Morgan Ricketts, an attorney for anti-oil activist Chris Miller, issued a press release last Monday stating that an investigator hired to examine an election-night incident “was in fact working as the city’s attorney [italics in original]” instead of being “neutral, unbiased and independent.”
The city rejected the characterization. Council member Jeff Duclos described the release as part of “a legal strategy meant to incite people.” The strategy appears to have worked, with critical reaction to the news dominating public comment period at a city council meeting the following day.
Miller is currently suing the city, Police Chief Sharon Papa, Officer George Brunn, the Chamber of Commerce and Visitor’s Bureau, and former chamber president Ken Hartley in federal court. Her claims stem from the evening of March 3, 2015, when Miller and others were celebrating the defeat of Measure O at the Standing Room on Hermosa Avenue. Officer Brunn, who was writing a ticket nearby, claims to have recognized Miller in the crowd and to have heard her leading the crowd in chanting obscenities about the police.
Brunn formalized his observations in a report eight days later. On March 23, Chief Papa sent a letter to Hartley reporting Brunn’s observations. Miller was subsequently removed from her position on the chamber board, forming the basis of the damages she seeks in her suit.
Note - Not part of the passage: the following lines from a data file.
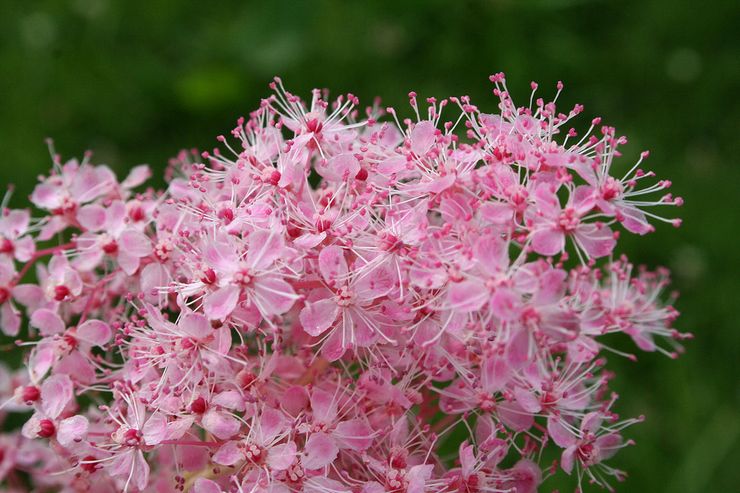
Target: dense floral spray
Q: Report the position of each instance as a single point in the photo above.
(334, 303)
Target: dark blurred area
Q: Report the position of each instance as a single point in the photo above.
(137, 81)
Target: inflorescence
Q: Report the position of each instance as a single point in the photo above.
(332, 303)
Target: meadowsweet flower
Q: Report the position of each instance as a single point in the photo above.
(326, 302)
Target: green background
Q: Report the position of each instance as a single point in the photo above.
(136, 81)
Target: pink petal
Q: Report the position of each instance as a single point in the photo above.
(72, 430)
(506, 304)
(294, 400)
(221, 424)
(608, 445)
(466, 296)
(318, 316)
(514, 416)
(332, 264)
(276, 295)
(41, 359)
(559, 433)
(596, 239)
(321, 450)
(95, 332)
(422, 137)
(155, 429)
(495, 373)
(195, 325)
(137, 176)
(527, 400)
(219, 304)
(272, 424)
(323, 406)
(91, 217)
(567, 459)
(128, 263)
(281, 457)
(549, 241)
(47, 321)
(135, 243)
(56, 392)
(229, 454)
(496, 212)
(418, 477)
(177, 428)
(230, 399)
(265, 247)
(203, 485)
(354, 434)
(10, 319)
(341, 167)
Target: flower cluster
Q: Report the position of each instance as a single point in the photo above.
(333, 301)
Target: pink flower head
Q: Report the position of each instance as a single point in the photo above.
(333, 300)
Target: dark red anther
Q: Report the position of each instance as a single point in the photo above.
(88, 464)
(199, 406)
(323, 224)
(46, 428)
(4, 295)
(6, 246)
(226, 214)
(136, 214)
(314, 125)
(30, 394)
(274, 178)
(111, 247)
(209, 276)
(61, 292)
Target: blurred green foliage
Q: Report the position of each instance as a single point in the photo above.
(136, 81)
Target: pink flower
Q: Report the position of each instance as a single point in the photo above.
(327, 300)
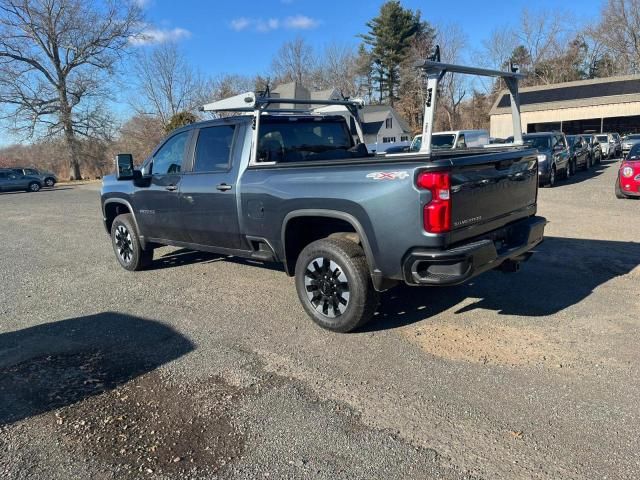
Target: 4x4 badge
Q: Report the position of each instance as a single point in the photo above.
(389, 175)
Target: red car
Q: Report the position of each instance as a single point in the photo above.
(628, 179)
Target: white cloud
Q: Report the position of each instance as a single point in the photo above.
(301, 22)
(152, 35)
(296, 22)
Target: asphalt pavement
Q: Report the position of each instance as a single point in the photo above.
(207, 367)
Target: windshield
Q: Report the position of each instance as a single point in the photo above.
(540, 143)
(416, 145)
(442, 140)
(290, 139)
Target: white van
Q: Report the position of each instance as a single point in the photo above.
(453, 139)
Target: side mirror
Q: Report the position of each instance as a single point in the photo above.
(124, 166)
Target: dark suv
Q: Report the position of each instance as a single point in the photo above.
(580, 155)
(554, 156)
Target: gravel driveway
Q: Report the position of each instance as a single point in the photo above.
(207, 367)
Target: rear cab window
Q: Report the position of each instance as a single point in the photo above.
(213, 149)
(305, 139)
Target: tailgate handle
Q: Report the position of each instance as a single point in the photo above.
(504, 164)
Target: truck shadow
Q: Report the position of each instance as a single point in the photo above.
(563, 272)
(56, 364)
(43, 190)
(183, 256)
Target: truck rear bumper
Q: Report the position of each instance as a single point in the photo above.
(510, 244)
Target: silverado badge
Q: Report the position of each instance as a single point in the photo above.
(389, 175)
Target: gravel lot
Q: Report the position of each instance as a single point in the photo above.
(206, 367)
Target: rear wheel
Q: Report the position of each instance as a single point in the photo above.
(334, 285)
(126, 244)
(552, 177)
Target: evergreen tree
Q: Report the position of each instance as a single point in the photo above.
(390, 37)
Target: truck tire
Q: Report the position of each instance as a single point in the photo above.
(334, 284)
(618, 190)
(126, 244)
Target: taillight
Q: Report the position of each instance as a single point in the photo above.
(437, 213)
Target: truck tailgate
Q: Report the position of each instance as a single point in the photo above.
(491, 190)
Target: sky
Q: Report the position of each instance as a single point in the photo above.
(241, 36)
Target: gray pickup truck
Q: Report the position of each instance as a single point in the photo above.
(281, 185)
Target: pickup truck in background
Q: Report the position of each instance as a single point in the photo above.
(455, 139)
(48, 179)
(296, 188)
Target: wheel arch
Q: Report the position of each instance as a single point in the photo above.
(117, 206)
(289, 260)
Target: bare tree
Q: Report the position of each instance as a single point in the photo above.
(619, 33)
(452, 41)
(167, 83)
(55, 56)
(338, 68)
(294, 62)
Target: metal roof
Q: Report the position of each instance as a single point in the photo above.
(581, 93)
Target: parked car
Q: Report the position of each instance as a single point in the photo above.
(554, 157)
(595, 149)
(48, 179)
(628, 178)
(455, 139)
(629, 141)
(610, 143)
(12, 181)
(579, 152)
(296, 189)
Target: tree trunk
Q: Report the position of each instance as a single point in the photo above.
(69, 135)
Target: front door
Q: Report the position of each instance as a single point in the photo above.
(156, 203)
(208, 193)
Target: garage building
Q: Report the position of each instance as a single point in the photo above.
(586, 106)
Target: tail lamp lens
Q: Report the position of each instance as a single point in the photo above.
(437, 213)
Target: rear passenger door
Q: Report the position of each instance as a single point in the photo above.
(208, 193)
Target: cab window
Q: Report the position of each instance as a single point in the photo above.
(213, 148)
(168, 160)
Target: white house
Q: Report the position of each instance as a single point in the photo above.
(382, 126)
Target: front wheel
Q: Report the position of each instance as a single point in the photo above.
(618, 190)
(126, 244)
(334, 285)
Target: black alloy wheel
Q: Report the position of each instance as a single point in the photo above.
(327, 287)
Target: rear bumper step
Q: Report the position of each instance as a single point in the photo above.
(459, 264)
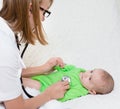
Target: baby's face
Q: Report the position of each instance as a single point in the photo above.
(91, 79)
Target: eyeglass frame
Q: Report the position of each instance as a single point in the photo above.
(45, 11)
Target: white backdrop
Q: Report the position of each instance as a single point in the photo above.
(85, 33)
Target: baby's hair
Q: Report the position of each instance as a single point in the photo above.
(108, 83)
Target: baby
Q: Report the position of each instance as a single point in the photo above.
(82, 82)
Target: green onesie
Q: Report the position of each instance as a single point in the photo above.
(76, 89)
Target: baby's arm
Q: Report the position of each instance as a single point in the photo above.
(27, 82)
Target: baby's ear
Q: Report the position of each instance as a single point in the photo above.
(93, 92)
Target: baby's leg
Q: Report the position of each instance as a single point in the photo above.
(27, 82)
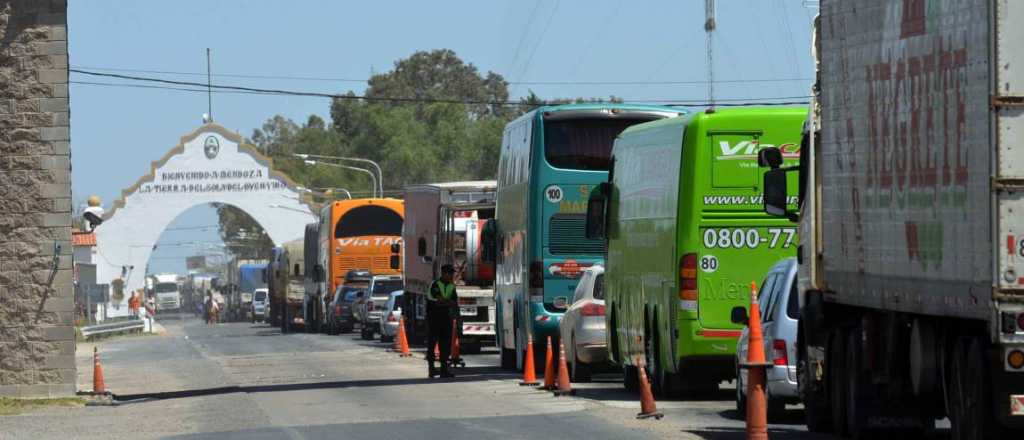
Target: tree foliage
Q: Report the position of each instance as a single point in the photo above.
(446, 126)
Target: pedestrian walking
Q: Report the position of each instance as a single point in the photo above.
(442, 306)
(133, 304)
(212, 310)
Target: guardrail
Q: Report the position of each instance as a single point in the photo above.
(126, 325)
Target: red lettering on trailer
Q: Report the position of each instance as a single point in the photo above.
(912, 246)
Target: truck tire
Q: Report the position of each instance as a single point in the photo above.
(816, 411)
(471, 347)
(508, 358)
(836, 380)
(855, 420)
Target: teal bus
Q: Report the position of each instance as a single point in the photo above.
(686, 234)
(550, 160)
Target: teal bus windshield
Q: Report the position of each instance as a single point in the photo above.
(551, 159)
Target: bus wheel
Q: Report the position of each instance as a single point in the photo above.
(652, 362)
(508, 355)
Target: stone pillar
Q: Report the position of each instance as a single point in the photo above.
(37, 334)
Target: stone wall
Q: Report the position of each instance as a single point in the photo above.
(37, 336)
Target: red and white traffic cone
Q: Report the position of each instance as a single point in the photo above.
(648, 408)
(564, 387)
(98, 386)
(757, 406)
(529, 369)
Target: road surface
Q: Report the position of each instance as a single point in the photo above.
(242, 381)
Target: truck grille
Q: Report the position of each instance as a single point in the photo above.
(566, 235)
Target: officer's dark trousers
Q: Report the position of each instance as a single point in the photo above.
(440, 334)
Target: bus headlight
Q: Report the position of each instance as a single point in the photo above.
(1016, 359)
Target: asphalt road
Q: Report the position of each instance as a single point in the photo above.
(242, 381)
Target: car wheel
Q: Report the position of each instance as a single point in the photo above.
(776, 408)
(581, 370)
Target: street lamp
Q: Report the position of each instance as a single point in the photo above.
(324, 191)
(380, 174)
(371, 173)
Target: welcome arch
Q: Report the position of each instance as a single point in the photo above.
(211, 165)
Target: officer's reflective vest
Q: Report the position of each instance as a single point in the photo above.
(446, 291)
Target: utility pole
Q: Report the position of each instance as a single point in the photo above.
(209, 87)
(710, 32)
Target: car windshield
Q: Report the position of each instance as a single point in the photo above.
(164, 288)
(384, 287)
(599, 288)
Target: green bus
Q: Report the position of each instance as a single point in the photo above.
(551, 159)
(686, 234)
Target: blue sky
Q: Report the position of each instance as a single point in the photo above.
(118, 131)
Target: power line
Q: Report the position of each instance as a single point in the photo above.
(200, 88)
(526, 83)
(540, 40)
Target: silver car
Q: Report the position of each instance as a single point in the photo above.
(391, 316)
(582, 327)
(779, 307)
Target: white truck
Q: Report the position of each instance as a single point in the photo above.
(443, 222)
(911, 219)
(166, 292)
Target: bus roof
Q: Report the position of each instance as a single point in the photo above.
(468, 185)
(721, 115)
(584, 107)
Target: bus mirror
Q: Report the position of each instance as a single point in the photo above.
(596, 211)
(775, 196)
(739, 315)
(769, 158)
(318, 273)
(488, 238)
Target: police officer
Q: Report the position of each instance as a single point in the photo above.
(441, 300)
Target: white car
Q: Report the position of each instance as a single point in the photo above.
(259, 305)
(779, 307)
(582, 327)
(391, 316)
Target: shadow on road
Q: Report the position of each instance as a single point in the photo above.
(726, 433)
(465, 375)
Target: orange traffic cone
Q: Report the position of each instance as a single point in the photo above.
(403, 342)
(528, 369)
(647, 406)
(549, 369)
(757, 406)
(98, 387)
(564, 388)
(456, 352)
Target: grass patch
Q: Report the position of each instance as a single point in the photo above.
(16, 406)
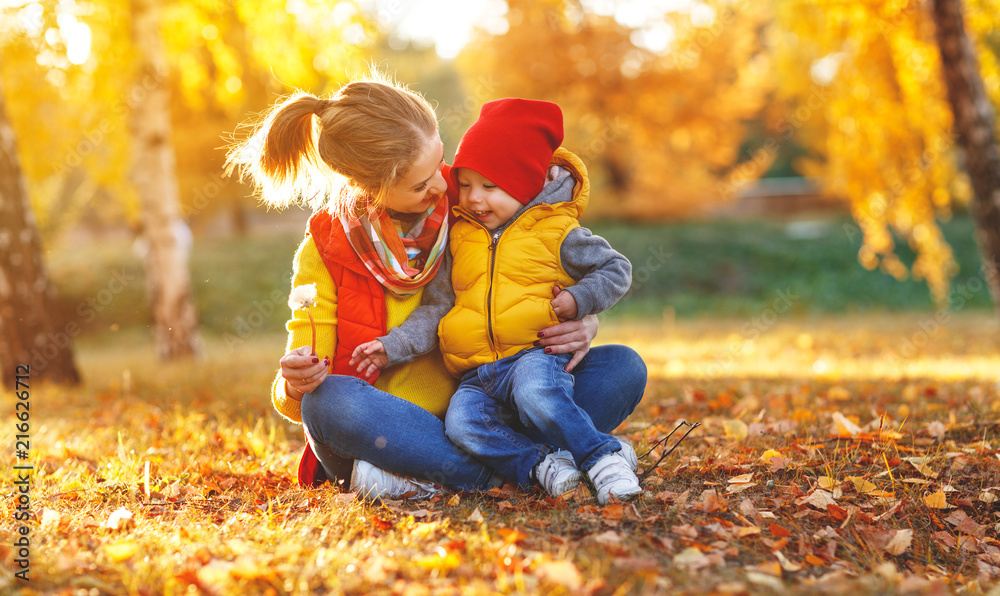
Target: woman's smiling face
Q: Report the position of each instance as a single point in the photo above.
(423, 183)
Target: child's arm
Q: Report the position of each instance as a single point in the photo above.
(603, 274)
(417, 335)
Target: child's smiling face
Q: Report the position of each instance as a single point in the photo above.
(486, 201)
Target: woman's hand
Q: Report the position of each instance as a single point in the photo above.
(569, 336)
(371, 356)
(302, 371)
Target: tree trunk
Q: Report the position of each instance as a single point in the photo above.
(28, 333)
(175, 322)
(975, 125)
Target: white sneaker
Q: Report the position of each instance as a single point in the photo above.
(557, 473)
(372, 482)
(629, 453)
(612, 476)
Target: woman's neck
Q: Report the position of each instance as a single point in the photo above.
(406, 220)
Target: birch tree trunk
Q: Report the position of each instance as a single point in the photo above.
(28, 330)
(175, 322)
(975, 125)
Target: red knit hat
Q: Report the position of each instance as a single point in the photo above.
(511, 144)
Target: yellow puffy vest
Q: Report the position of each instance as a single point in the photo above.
(503, 285)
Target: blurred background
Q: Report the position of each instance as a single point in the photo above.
(744, 155)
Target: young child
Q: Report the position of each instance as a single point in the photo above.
(516, 244)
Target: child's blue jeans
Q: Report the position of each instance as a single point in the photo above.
(348, 418)
(530, 390)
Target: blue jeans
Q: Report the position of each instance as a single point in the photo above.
(533, 389)
(346, 418)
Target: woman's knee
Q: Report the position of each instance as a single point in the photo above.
(332, 405)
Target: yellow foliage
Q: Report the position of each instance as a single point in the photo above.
(872, 105)
(655, 123)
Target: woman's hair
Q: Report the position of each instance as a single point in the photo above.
(364, 140)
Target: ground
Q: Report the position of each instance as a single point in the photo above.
(836, 454)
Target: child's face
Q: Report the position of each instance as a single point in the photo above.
(485, 200)
(423, 183)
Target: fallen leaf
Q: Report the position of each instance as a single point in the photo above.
(691, 558)
(826, 482)
(920, 463)
(936, 500)
(121, 551)
(838, 393)
(785, 563)
(738, 488)
(768, 455)
(937, 429)
(844, 427)
(563, 573)
(818, 498)
(862, 485)
(900, 542)
(736, 429)
(119, 519)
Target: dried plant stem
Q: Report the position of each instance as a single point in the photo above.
(312, 323)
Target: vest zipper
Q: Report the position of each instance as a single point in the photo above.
(489, 293)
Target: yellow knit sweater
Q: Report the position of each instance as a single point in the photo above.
(424, 381)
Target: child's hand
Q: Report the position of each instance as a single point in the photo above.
(564, 304)
(371, 356)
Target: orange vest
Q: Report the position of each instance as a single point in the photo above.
(360, 298)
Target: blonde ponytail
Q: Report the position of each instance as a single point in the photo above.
(364, 140)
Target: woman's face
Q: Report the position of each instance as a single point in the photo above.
(423, 183)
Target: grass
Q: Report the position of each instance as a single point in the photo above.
(221, 514)
(800, 479)
(689, 270)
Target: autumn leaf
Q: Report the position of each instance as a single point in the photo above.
(900, 542)
(844, 427)
(121, 551)
(736, 429)
(119, 519)
(768, 455)
(936, 500)
(862, 485)
(562, 573)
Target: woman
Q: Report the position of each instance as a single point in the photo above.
(369, 162)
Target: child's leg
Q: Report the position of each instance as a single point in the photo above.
(481, 426)
(542, 392)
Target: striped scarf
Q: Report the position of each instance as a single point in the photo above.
(402, 263)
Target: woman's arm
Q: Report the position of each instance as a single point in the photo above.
(300, 371)
(569, 336)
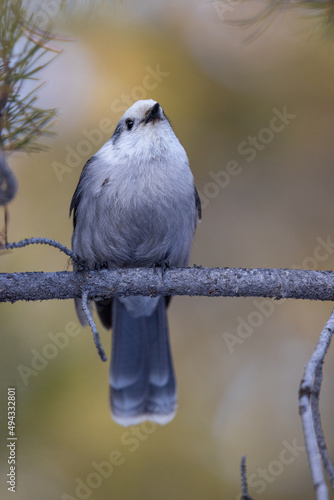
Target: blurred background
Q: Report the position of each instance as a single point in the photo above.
(252, 103)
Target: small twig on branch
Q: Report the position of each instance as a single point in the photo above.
(315, 397)
(93, 327)
(46, 241)
(309, 394)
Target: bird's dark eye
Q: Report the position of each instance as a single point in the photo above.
(129, 124)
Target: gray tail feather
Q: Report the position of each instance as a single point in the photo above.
(142, 382)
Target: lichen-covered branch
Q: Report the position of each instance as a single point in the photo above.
(212, 282)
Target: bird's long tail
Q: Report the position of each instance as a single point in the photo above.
(142, 382)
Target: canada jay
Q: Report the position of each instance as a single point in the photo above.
(135, 206)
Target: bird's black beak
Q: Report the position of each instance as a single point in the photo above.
(153, 114)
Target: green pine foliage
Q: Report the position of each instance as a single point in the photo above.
(24, 51)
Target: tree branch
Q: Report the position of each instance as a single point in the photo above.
(309, 393)
(212, 282)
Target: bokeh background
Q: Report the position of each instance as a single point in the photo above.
(221, 83)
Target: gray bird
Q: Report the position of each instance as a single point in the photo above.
(135, 206)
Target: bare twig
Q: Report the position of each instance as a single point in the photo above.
(308, 393)
(46, 241)
(315, 396)
(90, 320)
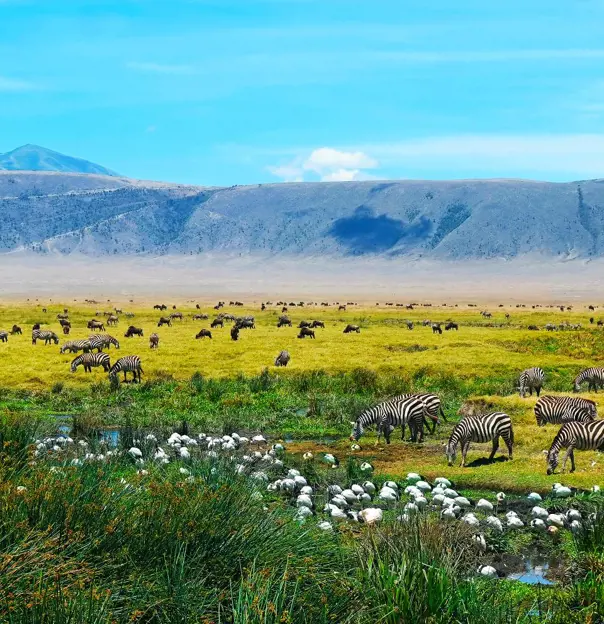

In May of last year, the city hired Donna Evans to serve as an independent investigator into the incident and the city’s response. In January of this year, Ricketts filed a discovery request seeking “all documents created by” Evans regarding the incident. The city’s Feb. 17 response said that the request violates the attorney-client privilege because “Evans is an attorney hired by the City of Hermosa Beach.” (Case law allows entities like cities and corporations to claim the attorney-client privilege.)
City officials maintain that although they paid Evans, she was not representing them. In a letter to Evans dated April 30, 2015, City Manager Tom Bakaly outlined the city’s goals for a “neutral fact-finding administrative investigation.” The agreement, in which the city is referred to as “Client,” sets out the “‘limited scope legal services’” Evans had been hired to perform.
“Client understands that Attorney has not been retained to represent Client in litigation, to advocated on behalf of Client, or to advise Client in regard to any steps Client should take based on the investigative results,” the agreement states.
Some residents nonetheless felt deceived. In an email exchange dated April 29, 2015 between Bakaly and resident Katrina Bacallao, Bacallao asks a number of questions about the provenance of the investigator. Bakaly discloses that Evans is under contract with the city, but does not mention that Evans’s name was suggested by Hermosa Beach Police Capt. Milton McKinnon.
In an email sent to the City Clerk for public comment at the council meeting, Bacallao referred to Ricketts’s press release, and promised city officials, “You will be held accountable by the residents of this city.”
Mayor pro tem Hany Fangary, who was present at the Standing Room March 3 and was also interviewed by the investigator, defended the city’s strategy.
“Ms. Evans was not hired to defend the city,” Fangary said. “But the city is entitled to the work-product privilege. Any city, any municipality would take advantage of this.”